Our one really insurrectionist element is the faction comprised of the Movement proto-fascists - and as much as I'd love to see them smash up the Republic, I'd rather strangle my kids and gut my wife in good Roman fashion, than let those fuckers actually get control of the Capitol and the Joint Chiefs. Cause they'd get to their nastiness - and it would almost surely involve rolling up the "urban blights," in short order. Think the prisons are crowded now?

If we really want to make headway, we have to take this American temperament - or, distemper - into consideration.

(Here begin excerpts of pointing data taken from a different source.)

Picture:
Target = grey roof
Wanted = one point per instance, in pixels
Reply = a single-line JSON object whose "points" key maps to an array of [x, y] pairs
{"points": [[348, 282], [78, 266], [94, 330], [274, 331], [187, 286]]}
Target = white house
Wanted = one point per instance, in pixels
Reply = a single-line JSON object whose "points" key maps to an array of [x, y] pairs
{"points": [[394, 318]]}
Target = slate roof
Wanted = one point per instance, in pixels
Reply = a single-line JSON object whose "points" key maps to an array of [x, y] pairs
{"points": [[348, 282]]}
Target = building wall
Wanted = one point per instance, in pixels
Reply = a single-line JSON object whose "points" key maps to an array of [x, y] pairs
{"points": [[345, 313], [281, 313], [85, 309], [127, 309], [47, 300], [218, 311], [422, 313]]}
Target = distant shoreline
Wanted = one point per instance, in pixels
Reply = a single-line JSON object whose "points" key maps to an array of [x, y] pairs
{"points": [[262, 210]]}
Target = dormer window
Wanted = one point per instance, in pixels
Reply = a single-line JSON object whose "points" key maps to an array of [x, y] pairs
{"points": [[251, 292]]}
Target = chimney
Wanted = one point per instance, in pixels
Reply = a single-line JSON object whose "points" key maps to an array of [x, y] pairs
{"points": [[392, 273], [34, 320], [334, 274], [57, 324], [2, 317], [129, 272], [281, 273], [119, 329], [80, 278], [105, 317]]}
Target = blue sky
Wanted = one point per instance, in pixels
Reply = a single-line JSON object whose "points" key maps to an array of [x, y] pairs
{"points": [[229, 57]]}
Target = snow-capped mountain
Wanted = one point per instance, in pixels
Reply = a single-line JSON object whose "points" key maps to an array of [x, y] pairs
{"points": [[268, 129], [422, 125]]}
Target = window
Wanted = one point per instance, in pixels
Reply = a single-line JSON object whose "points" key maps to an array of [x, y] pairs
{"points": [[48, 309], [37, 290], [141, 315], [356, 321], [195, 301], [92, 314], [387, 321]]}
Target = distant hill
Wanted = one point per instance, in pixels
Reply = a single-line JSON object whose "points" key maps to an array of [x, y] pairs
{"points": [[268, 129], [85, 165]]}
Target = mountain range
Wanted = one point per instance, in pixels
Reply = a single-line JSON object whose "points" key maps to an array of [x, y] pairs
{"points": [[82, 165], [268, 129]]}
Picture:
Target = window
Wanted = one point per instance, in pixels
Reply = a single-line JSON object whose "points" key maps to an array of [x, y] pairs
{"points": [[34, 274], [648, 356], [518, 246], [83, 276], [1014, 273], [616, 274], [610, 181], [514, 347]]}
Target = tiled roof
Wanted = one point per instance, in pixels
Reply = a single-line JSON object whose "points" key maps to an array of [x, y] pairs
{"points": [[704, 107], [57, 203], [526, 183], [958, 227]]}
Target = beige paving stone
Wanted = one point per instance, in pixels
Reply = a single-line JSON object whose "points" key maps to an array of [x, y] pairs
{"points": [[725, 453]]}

And the way is rather obvious, when you think about it. Americans may trend away from revolution, but you can almost always get them to root for criminals. Especially ones who abide by the principle of the Noble Badass, or who are sticking it the PTB. And while Americans would gladly gallows string revolutionaries, they sure do love criminals with a "moral critique."

Respect,

Jack

I guess I could put it another way, too. Revolutionaries are like terrorists or drug lords with Latino surnames. They justify the police state. They demand it.

Bank robbers and gambling scandals mean the system itself is failing.

Even the greens would trade out their radicalism, I'd wager, for a hand on the machinery of state. And promptly trigger a violent and corporate sponsored uprising from that shit hole of mega-churches and company towns called the Heartland.

This, because the Greens are basically DLC operators (knowing and un-knowing alike) used to corral objectors within the Donkey Party. The Greens are this:

"Ya know, Mr Donkey, that I used to agree with you. But then ____________ (Exxon Valdez, Deepwater Horizon, Buffalo Creek Disaster, Mtntop Removal) cleared the sleep from my eyes. We need stronger regulations, better regulators, and honest Capitalism."

In other words, by and large the Greens are not really against much except obvious environmental disaster, which they make the centerpiece of their pose.

This is not just because they are hyper-sensitive to ecological health. It's because being Green is a clique, with a cool secret handshake like buying a Prius for membership.

America is the land of pose and posture. But what else would we expect from a land of hyper-finance capitalist materialism? The very essence of the system is based on superficial posture.

EF! is not really strong in New England, Charles. But, I did manage to maintain contact with a few of their locas, several years back.

I did not get the impression they were particularly inclined to do that deep-eco stuff on account of hipsteria.

I hear ya Jack.

IMO EF! is not Green. IMO Green = Sierra Club, NPR/PBS, Nature Conservancy. A pose.

My town is heavily Green and almost to a person the Greens I know are capitalist, materialist, consumerist and meritocratic. With a kind, gentle facade.

Pwogs, in other words... calling themselves Greens.

op:

i'm after less fearsome grappling

struggle as a term
suggests both simple institutional reform
actions as well as movements
that lead to the construction of reform institutions
as well as the bigger
system threatening stuff you're talking about jack

here i'm thinking of simple mass movements
like well ...
the rise of industrial job site strife triggered in the mid 30's
reforms and new institutions
flowed out of these actions
between 35-46

I know for a fact, based on feedback, that helping people get their minds around the theatrics is beneficial to community action. With archives of authentic activism now available online, people of conscience can come up to speed pretty fast on the research, education and organizing they need to protect their communities from the corporate state. 60 Minutes did a segment on corporate-sponsored vigilantes threatening community activists all over America, who organized for environmental sanity; these were not career activists, but extraordinary individuals, often parents, working as volunteers with others in their church or neighborhood to stop the madness. Their effectiveness and authenticity is why they were treated so ruthlessly.